“İman ve Yaşama Üslubu”na bir takdim yazısı yazan Said Başer, “Şiir ve Edebiyat Sohbetleri’ni yayınladıkları zaman, Banarlı’nın yazılarının ancak bu kadar olduğunu zannettiklerini, diğer yazılarının sonraki yıllarda tesbit edilebildiğini” söylüyor ve şöyle devam ediyor:
“Banarlı’ nın dünyasına girmek demek, bir bakıma Türklüğü, kültürümüzü onun gözüyle yeniden tanımak demekti. Dolayısıyla uzun zaman bu yazılardaki mana aleminin dışında kaldık. Hemen hepsini defalarca okumamıza rağmen, her biri mürekkep bir tefekkür mahsulü olan bu yazıları ne türlü tasnife tabi tutmak gerektiğine karar veremedik.

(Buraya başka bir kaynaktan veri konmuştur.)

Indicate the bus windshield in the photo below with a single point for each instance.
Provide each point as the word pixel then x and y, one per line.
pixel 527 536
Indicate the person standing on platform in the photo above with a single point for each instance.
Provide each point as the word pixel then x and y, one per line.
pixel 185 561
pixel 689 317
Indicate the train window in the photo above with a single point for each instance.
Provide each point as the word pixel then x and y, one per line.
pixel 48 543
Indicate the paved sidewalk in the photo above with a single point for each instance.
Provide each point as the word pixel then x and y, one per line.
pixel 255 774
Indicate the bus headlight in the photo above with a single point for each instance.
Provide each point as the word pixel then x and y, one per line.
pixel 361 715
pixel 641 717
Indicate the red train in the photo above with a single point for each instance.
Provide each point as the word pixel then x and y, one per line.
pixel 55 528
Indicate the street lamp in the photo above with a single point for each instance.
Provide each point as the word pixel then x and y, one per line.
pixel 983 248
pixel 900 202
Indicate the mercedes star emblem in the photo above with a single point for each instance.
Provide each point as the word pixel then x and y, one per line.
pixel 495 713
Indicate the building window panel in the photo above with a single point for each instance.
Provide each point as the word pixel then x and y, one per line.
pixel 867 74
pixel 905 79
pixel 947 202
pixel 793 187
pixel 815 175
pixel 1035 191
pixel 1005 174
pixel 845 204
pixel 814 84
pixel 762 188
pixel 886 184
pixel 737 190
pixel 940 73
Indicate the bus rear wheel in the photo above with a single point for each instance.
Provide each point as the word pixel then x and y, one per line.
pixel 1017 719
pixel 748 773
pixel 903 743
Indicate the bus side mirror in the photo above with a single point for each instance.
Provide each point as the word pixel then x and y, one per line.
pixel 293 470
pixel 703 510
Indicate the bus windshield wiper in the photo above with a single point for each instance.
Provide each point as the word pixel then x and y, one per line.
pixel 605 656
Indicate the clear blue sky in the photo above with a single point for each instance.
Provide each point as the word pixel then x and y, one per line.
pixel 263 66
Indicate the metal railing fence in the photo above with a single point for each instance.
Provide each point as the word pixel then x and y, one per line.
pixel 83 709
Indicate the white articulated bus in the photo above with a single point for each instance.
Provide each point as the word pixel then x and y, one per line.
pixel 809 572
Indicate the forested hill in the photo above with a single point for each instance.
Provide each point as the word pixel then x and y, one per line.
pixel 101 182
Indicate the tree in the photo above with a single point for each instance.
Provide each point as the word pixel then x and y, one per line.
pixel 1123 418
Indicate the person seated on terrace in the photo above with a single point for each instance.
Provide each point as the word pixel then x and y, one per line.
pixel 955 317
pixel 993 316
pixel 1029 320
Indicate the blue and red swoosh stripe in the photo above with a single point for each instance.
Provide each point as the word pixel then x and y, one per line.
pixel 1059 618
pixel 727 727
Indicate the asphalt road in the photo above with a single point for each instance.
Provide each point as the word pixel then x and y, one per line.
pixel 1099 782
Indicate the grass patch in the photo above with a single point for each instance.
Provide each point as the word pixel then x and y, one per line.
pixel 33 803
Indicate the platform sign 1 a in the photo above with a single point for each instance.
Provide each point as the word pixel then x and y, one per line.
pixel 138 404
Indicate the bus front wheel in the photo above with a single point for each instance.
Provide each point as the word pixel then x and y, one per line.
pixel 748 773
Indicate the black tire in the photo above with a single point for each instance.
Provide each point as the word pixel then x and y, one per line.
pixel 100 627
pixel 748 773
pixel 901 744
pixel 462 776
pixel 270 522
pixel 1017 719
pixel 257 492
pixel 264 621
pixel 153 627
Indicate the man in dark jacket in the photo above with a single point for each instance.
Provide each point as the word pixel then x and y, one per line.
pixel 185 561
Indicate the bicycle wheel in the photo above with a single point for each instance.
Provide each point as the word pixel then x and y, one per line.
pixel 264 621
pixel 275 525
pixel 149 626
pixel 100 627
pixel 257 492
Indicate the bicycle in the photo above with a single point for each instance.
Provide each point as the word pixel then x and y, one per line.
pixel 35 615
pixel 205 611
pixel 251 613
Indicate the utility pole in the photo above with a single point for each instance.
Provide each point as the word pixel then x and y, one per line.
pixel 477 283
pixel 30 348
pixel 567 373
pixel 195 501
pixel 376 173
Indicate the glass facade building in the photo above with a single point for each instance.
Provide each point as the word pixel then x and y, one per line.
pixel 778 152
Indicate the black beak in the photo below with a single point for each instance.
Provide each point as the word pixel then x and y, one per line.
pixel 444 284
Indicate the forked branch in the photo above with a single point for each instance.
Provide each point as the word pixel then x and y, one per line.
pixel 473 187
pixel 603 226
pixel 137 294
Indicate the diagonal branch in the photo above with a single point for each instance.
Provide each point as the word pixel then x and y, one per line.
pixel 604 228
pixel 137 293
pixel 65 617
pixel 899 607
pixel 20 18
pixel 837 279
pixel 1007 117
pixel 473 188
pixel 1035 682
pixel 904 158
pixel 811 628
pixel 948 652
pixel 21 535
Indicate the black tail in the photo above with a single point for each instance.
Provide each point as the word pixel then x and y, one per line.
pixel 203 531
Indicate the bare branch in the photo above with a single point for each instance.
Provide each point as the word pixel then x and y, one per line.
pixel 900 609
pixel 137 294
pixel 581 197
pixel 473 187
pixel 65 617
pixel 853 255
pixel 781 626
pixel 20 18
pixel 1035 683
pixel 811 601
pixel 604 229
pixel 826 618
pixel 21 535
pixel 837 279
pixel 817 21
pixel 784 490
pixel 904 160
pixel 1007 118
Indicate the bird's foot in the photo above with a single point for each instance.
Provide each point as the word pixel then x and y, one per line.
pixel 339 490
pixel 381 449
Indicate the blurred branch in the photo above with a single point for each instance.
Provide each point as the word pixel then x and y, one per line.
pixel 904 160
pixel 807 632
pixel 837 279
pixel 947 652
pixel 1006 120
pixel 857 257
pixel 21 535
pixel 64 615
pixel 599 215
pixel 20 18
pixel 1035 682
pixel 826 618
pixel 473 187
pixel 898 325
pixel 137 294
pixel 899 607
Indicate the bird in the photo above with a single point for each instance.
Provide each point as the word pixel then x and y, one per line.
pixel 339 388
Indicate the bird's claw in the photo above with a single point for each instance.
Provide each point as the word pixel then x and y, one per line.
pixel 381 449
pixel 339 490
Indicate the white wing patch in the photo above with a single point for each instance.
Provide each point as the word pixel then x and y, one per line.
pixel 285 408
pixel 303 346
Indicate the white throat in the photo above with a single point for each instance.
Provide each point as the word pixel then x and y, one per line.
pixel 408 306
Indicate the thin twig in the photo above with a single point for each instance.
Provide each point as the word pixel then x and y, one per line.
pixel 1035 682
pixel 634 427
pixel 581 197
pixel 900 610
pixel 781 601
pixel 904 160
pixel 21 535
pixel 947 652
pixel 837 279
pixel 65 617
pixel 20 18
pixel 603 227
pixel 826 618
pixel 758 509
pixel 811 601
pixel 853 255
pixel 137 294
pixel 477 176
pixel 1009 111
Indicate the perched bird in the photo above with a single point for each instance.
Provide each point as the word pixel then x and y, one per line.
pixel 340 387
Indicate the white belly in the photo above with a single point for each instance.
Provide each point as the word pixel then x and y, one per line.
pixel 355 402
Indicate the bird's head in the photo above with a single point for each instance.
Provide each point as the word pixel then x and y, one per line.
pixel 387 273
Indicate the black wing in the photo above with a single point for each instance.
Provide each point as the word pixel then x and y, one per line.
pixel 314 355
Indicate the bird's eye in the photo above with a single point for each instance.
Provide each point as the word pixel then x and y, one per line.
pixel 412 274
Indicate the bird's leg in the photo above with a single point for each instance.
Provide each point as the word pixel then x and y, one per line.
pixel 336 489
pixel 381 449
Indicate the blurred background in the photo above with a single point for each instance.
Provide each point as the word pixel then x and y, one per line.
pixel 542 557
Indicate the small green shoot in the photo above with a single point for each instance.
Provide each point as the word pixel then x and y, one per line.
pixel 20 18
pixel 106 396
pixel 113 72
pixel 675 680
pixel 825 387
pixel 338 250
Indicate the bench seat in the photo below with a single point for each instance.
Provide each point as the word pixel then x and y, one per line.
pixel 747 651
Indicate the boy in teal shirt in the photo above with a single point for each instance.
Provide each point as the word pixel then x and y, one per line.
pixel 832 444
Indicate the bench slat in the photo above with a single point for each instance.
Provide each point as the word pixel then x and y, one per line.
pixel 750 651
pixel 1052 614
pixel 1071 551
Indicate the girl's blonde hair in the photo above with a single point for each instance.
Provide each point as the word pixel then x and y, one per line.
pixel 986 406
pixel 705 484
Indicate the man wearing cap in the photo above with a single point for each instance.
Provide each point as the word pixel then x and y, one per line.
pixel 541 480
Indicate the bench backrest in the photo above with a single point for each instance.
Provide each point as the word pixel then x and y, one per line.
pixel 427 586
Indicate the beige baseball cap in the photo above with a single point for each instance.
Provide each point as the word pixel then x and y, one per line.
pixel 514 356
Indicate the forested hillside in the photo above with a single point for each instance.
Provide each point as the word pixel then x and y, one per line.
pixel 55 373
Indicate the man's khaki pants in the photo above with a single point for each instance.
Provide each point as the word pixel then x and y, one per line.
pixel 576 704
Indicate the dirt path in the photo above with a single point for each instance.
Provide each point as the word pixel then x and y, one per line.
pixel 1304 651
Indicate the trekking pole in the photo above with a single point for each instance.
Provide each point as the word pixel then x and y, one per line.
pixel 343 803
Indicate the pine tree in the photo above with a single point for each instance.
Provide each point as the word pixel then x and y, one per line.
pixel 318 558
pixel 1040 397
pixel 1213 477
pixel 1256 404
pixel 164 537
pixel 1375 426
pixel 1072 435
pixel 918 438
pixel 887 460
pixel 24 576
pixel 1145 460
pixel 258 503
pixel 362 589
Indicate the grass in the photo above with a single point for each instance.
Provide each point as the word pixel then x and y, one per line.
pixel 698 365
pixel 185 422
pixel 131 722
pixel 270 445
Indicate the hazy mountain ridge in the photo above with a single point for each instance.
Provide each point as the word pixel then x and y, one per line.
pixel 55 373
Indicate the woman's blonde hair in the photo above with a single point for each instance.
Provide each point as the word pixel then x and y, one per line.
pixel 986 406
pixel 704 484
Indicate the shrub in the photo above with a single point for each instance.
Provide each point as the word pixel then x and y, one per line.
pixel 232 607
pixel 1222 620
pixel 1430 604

“Birçok tasnif denemesinden sonra gördük ki, bu yazılar, belli bir fikir ve iman kompozisyonunun zaman içine serpiştirilmiş parçaları gibiydiler. Mesela 1946’da yazılmış bir gazette fıkrası, 1970’lerde kaleme alınmış diğer bir makaleye giriş hüviyetinde idi. Topluca söylendiği takdirde zamanın otoriter rejimini huylandıracak fikirler, parça parça, tedirginlik uyandırmadan ifade edilmişIerdi(… ) Muhtelif konulardaki bu yazıları mevzularına göre ayırıp, hazırlanan kitaplarda yazılış sırasıyla vermek mümkündü. Ancak Milli Şef devri, 1960 ihtilali gibi devirlerde, Nihad Sami Bey, yazılarında söyleyeceğini yine söylüyor ama meseleleri sondan başa doğru da işleyebiliyordu. Eğer kitaplar yazıların tarih sırasına gore düzenlenselerdi, kitaplarda Işlenen fikirlerin insicamı bozulabilirdi.”
“Iman ve Yaşama Üslubu”nda da yazılar, yazılış tarihlerine göre değil, muhteva bakımından birbirini tamamlayacak şekilde sıralanmış. Eser beş bölümden meydana geliyor: “İman ve Taassub”, “Din Terbiyesi ve Sanat”, “Yaşama ÜsIubumuz”, “İnkar Hastalığı” ve “Uyanmaya Dair”.
Merhum Banarlı’nın bu son kitabı için, Yahya Kemal’in iman anlayışının bir tefsiridir denilebilir.